Claude Opus 4.7 (high) unexpectedly performs significantly worse than Opus 4.6 (high) on the Thematic Generalization Benchmark: 80.6 → 72.8.
New flagship model scores 72.8 vs 80.6 for previous version on thematic generalization test.
Anthropic's newly released Claude Opus 4.7, the latest iteration of its flagship AI model, has demonstrated a surprising performance regression on a specialized reasoning benchmark. According to viral analysis on GitHub, Opus 4.7 scored 72.8 on the Thematic Generalization Benchmark, a significant drop from Opus 4.6's score of 80.6. This 10% decline is particularly notable because the benchmark tests advanced cognitive abilities: the model must infer a latent theme from a few examples, use anti-examples to reject broader but incorrect patterns, and then identify the single correct match among close distractors.
A concrete example illustrates the failure. When the theme was 'religious texts written on animal skin,' Opus 4.6 correctly identified the conjunction of both attributes. Opus 4.7, however, lost the material constraint and behaved as if 'religious manuscript' alone was sufficient, despite anti-examples clearly distinguishing between 'animal skin but not religious' and 'religious but not animal skin.' The regression is more severe in the model's 'no reasoning' mode, where Opus 4.7 scored 52.6 compared to Opus 4.6's 68.8. Furthermore, the new 'xhigh' reasoning setting does not appear to be an improvement, with the model generating substantially longer outputs (averaging 1,121 tokens) without achieving better accuracy.
This incident underscores the non-linear nature of AI model development, where newer versions can sometimes regress on specific capabilities even as they advance on others. For developers and enterprises relying on Claude for complex reasoning tasks, this benchmark result serves as a critical reminder to thoroughly evaluate new model versions against their specific use cases rather than assuming monotonic improvement. The community's rapid identification and analysis of this issue also highlights the growing sophistication of open benchmarking in the AI ecosystem.

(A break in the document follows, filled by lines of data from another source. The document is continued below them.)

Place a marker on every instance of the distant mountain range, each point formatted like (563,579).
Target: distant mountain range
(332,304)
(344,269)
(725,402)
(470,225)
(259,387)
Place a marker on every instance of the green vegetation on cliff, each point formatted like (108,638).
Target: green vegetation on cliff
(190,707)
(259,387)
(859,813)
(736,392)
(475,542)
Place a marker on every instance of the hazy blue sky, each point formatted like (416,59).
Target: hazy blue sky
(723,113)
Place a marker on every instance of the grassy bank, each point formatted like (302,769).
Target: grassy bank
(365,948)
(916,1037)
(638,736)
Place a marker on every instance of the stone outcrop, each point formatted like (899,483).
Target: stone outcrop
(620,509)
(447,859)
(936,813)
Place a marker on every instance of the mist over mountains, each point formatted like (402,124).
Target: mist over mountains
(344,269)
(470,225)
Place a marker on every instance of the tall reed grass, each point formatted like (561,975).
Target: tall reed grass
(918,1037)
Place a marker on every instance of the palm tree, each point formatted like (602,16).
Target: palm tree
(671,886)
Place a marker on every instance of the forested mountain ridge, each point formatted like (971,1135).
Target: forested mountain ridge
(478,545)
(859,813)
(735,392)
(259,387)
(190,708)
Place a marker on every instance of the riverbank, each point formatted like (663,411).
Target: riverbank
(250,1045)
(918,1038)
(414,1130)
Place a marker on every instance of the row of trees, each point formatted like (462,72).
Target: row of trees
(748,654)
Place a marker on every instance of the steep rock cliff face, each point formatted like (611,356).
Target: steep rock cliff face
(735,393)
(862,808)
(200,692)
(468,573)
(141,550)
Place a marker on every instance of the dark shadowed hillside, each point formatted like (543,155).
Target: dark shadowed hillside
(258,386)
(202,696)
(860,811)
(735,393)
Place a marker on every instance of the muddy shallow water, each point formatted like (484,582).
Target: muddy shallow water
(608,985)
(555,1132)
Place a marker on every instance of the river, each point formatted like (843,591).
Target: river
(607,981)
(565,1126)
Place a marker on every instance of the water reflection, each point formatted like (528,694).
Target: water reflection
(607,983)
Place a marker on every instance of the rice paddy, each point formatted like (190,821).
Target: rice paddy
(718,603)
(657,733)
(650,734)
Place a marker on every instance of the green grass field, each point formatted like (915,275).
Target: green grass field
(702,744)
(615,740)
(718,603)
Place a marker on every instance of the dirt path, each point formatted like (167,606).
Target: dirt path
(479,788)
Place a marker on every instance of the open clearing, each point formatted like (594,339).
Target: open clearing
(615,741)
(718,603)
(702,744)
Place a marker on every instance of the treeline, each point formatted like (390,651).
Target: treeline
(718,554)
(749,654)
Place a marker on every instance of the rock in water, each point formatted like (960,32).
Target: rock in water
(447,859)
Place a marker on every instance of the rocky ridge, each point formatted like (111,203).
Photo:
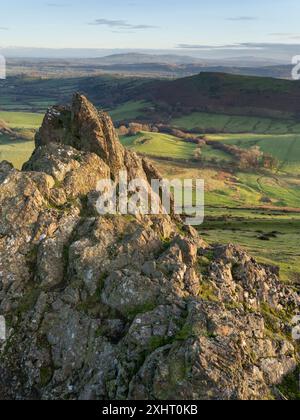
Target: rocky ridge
(123,307)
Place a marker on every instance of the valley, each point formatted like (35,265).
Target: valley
(244,205)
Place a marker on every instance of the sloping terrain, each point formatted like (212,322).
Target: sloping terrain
(124,307)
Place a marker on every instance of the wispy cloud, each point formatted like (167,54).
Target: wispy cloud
(286,35)
(121,24)
(242,18)
(57,5)
(244,46)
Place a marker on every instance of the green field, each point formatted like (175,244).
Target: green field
(285,147)
(280,248)
(161,145)
(207,122)
(128,111)
(240,206)
(15,151)
(22,120)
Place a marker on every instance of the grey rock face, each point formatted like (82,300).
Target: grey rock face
(120,307)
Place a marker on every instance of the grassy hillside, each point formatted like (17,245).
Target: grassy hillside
(208,122)
(15,151)
(21,120)
(161,145)
(231,94)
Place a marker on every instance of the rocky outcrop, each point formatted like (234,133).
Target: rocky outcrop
(119,307)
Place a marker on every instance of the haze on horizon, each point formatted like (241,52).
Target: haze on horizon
(261,28)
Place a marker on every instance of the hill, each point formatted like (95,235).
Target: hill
(126,306)
(225,93)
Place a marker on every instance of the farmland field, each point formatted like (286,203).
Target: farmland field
(205,122)
(21,120)
(161,145)
(259,211)
(15,151)
(129,110)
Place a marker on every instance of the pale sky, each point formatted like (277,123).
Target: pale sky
(153,24)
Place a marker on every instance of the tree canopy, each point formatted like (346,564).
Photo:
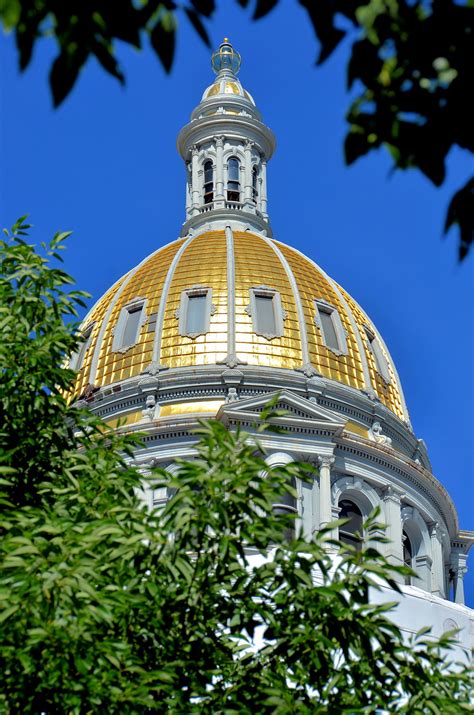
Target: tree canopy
(410,64)
(203,605)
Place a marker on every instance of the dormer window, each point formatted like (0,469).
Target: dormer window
(255,184)
(351,532)
(129,324)
(195,311)
(329,322)
(266,311)
(208,182)
(407,556)
(380,360)
(78,359)
(233,179)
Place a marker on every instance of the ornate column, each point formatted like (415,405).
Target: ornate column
(188,191)
(391,500)
(264,189)
(437,572)
(195,180)
(458,569)
(325,511)
(248,173)
(219,198)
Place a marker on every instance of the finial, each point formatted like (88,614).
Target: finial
(226,58)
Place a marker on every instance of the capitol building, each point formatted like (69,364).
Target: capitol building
(219,321)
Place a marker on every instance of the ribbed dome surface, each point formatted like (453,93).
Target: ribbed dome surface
(231,271)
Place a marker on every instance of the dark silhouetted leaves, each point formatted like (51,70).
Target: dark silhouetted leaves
(204,7)
(64,73)
(110,607)
(411,62)
(461,212)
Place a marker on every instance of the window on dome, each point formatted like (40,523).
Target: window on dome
(127,330)
(381,364)
(233,179)
(350,533)
(329,322)
(195,311)
(266,311)
(407,555)
(255,184)
(132,323)
(266,321)
(151,325)
(208,182)
(78,360)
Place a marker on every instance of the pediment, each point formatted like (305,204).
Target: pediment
(297,407)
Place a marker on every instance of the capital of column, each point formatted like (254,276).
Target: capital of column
(325,460)
(390,494)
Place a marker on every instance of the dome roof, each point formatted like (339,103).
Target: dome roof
(226,86)
(254,261)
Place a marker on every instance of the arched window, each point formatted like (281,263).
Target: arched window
(286,504)
(351,532)
(233,179)
(407,555)
(255,183)
(208,182)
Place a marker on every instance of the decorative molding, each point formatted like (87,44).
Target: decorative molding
(375,434)
(325,460)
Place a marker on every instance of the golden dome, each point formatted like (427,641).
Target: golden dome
(158,282)
(226,86)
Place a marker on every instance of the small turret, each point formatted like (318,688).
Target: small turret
(226,147)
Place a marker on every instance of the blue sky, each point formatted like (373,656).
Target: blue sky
(105,166)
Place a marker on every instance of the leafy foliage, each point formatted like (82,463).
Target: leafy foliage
(201,606)
(412,63)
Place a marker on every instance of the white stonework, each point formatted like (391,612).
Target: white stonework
(381,464)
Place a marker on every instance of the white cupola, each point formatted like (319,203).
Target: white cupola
(226,147)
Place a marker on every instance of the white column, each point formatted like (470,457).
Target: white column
(393,519)
(219,198)
(325,511)
(264,189)
(437,572)
(422,566)
(248,174)
(195,180)
(188,192)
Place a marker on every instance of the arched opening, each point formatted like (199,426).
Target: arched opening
(233,179)
(208,182)
(351,532)
(286,504)
(255,184)
(407,555)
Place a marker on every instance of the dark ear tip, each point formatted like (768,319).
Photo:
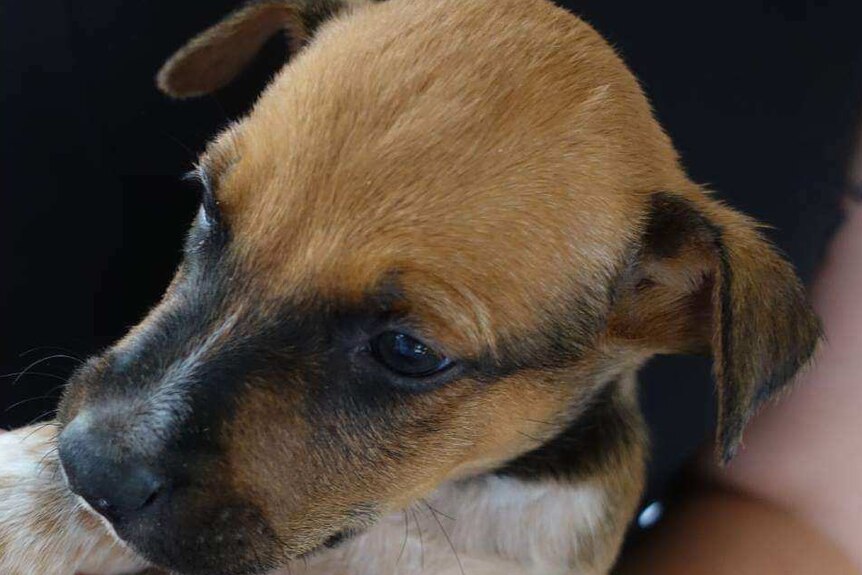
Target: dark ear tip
(169,81)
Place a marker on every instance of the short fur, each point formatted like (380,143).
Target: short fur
(484,175)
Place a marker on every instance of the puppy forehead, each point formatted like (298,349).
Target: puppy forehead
(479,149)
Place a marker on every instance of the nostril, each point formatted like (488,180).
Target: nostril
(117,484)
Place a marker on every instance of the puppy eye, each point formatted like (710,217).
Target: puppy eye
(407,355)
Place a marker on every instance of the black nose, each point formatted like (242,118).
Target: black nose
(115,477)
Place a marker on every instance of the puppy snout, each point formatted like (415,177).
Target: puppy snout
(117,479)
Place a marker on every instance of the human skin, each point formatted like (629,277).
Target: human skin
(791,502)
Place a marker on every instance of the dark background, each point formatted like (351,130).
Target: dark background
(761,98)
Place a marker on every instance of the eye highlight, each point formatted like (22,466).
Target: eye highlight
(406,355)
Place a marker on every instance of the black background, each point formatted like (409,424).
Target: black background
(761,98)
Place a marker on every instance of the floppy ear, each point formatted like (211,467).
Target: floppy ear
(214,57)
(705,279)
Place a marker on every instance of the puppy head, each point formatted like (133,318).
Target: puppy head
(443,229)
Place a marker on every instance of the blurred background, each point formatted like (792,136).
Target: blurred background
(762,98)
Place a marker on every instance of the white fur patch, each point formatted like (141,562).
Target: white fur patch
(41,527)
(485,526)
(489,525)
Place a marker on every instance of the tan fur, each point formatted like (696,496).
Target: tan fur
(498,160)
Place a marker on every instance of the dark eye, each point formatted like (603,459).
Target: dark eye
(407,355)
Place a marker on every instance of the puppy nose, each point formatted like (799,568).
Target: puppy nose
(116,481)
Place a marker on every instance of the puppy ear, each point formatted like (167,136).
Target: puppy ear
(214,57)
(705,279)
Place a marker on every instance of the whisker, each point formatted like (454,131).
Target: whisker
(449,517)
(445,534)
(406,536)
(421,542)
(35,374)
(40,416)
(530,437)
(54,347)
(49,395)
(43,360)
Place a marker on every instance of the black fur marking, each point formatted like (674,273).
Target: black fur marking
(603,429)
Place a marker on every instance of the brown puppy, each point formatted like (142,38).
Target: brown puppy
(426,268)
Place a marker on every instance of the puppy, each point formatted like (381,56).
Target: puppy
(404,336)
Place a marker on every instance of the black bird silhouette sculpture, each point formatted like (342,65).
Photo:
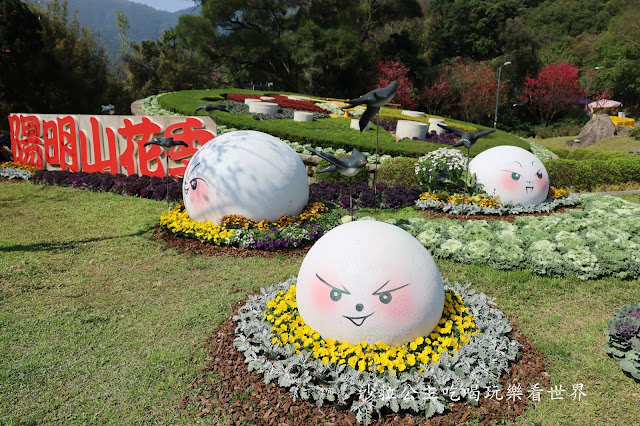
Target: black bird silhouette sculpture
(374,100)
(166,143)
(108,109)
(349,166)
(466,139)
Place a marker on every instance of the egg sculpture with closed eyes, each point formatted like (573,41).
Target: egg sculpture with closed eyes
(248,173)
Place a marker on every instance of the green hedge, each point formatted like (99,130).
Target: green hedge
(334,133)
(399,170)
(587,174)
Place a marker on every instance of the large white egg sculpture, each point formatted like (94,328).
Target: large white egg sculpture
(249,173)
(370,281)
(511,173)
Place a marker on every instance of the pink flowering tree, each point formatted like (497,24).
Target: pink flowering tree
(473,85)
(553,90)
(389,71)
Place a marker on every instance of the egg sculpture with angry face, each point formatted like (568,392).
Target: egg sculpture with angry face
(370,281)
(511,173)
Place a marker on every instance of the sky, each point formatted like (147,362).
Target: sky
(168,5)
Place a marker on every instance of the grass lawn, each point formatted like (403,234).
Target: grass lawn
(100,324)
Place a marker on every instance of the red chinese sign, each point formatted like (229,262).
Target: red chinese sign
(108,144)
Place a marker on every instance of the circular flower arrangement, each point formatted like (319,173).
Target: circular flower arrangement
(236,230)
(455,328)
(484,204)
(467,353)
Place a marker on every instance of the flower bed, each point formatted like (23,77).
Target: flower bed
(623,339)
(138,186)
(426,387)
(235,230)
(486,205)
(282,101)
(13,170)
(600,238)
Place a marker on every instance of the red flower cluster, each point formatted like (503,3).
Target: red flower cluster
(282,101)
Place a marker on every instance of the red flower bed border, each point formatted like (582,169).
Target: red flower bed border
(282,101)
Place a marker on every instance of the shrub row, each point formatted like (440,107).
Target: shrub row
(154,188)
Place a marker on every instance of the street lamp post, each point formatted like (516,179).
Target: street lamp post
(495,117)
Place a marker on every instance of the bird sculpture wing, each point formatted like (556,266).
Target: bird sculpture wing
(330,158)
(331,168)
(484,133)
(452,129)
(366,117)
(366,99)
(358,156)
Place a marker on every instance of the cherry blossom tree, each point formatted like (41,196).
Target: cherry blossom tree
(554,89)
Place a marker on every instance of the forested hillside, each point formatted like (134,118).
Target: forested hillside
(551,56)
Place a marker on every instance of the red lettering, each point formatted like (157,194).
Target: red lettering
(68,137)
(144,130)
(51,142)
(14,131)
(189,131)
(99,163)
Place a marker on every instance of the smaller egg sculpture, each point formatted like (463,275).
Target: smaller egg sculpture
(370,281)
(511,173)
(249,173)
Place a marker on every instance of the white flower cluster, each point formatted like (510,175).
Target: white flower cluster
(13,173)
(151,106)
(601,238)
(441,159)
(478,365)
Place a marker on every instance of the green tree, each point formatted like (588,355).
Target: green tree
(619,51)
(469,28)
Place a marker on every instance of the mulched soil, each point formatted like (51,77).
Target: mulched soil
(226,388)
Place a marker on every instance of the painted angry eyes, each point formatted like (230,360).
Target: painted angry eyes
(193,183)
(385,296)
(516,176)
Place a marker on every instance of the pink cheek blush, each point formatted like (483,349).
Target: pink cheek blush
(543,183)
(199,197)
(508,183)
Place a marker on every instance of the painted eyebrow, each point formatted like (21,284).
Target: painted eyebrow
(335,288)
(375,293)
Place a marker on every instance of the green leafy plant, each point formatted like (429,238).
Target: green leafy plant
(623,341)
(399,170)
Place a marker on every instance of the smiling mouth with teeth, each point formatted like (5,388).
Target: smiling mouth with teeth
(358,320)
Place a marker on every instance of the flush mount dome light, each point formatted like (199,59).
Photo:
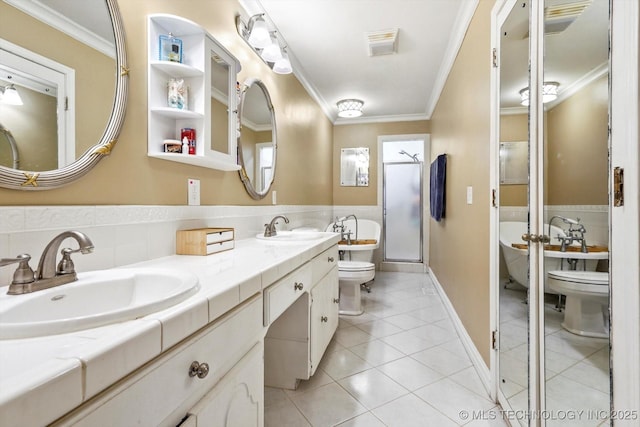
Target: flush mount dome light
(350,108)
(259,36)
(549,93)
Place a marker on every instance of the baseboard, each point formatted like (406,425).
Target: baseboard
(403,267)
(478,362)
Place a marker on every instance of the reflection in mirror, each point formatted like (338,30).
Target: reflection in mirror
(66,59)
(219,104)
(354,167)
(514,162)
(513,290)
(576,351)
(257,139)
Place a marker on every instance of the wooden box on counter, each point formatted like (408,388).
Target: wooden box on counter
(204,241)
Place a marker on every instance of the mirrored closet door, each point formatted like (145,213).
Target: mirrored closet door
(552,281)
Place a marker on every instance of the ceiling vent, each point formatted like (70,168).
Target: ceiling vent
(383,42)
(558,18)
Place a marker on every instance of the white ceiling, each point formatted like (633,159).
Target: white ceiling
(327,40)
(328,44)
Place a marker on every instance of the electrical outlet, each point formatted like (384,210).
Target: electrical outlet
(193,192)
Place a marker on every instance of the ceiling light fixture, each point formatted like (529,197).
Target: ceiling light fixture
(350,108)
(259,36)
(283,65)
(11,96)
(265,43)
(549,93)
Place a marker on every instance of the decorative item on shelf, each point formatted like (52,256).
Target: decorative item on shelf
(549,93)
(267,44)
(204,241)
(178,94)
(350,108)
(171,146)
(190,134)
(170,48)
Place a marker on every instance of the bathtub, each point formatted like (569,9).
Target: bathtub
(517,260)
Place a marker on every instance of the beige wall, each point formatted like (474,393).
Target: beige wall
(514,127)
(366,135)
(128,176)
(459,244)
(577,147)
(577,155)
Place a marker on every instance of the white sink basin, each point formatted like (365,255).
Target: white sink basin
(293,236)
(97,298)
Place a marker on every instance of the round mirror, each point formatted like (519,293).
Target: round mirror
(66,62)
(256,139)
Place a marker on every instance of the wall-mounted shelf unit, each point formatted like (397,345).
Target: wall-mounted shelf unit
(204,59)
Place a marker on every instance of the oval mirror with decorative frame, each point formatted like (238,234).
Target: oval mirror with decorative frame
(74,103)
(257,139)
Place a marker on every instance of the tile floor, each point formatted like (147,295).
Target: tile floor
(577,367)
(401,363)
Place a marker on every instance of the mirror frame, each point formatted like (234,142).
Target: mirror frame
(248,185)
(44,180)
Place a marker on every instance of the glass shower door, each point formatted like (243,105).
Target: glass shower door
(402,193)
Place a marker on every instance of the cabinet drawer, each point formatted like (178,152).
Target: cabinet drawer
(161,392)
(279,296)
(324,262)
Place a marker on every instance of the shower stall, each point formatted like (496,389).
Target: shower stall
(402,191)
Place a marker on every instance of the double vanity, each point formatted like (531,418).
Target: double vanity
(260,314)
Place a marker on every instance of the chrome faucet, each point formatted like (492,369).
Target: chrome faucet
(47,275)
(270,229)
(575,233)
(341,227)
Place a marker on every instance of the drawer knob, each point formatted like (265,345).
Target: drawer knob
(198,369)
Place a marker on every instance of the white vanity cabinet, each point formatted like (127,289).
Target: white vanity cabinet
(217,372)
(298,336)
(238,399)
(209,72)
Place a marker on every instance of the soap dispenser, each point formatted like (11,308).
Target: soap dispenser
(185,145)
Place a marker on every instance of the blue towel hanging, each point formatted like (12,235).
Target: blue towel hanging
(437,183)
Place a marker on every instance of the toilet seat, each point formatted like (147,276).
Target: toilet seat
(586,282)
(352,274)
(586,310)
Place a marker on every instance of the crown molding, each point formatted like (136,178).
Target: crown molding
(455,42)
(60,22)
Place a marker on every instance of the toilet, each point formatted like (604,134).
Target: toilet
(351,275)
(587,305)
(355,267)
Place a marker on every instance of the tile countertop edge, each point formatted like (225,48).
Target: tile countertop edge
(226,280)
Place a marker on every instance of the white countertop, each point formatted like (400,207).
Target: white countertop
(49,376)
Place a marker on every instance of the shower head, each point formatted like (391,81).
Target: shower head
(414,157)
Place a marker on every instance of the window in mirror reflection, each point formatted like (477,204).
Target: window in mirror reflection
(43,86)
(219,104)
(354,167)
(514,162)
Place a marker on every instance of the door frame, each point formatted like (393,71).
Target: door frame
(624,244)
(624,221)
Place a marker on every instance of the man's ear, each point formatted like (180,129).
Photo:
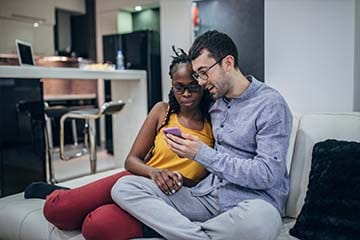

- Claude Opus 4.7 scores 72.8 on Thematic Generalization Benchmark, a 10% drop from Opus 4.6's 80.6.
- The model fails on specific constraints, e.g., confusing 'religious manuscript' for the more precise 'religious texts written on animal skin.'
- The 'no reasoning' mode regressed more severely, scoring 52.6 vs. the previous version's 68.8.
Why It Matters
Highlights that newer AI models aren't always better, forcing professionals to validate updates for critical reasoning tasks.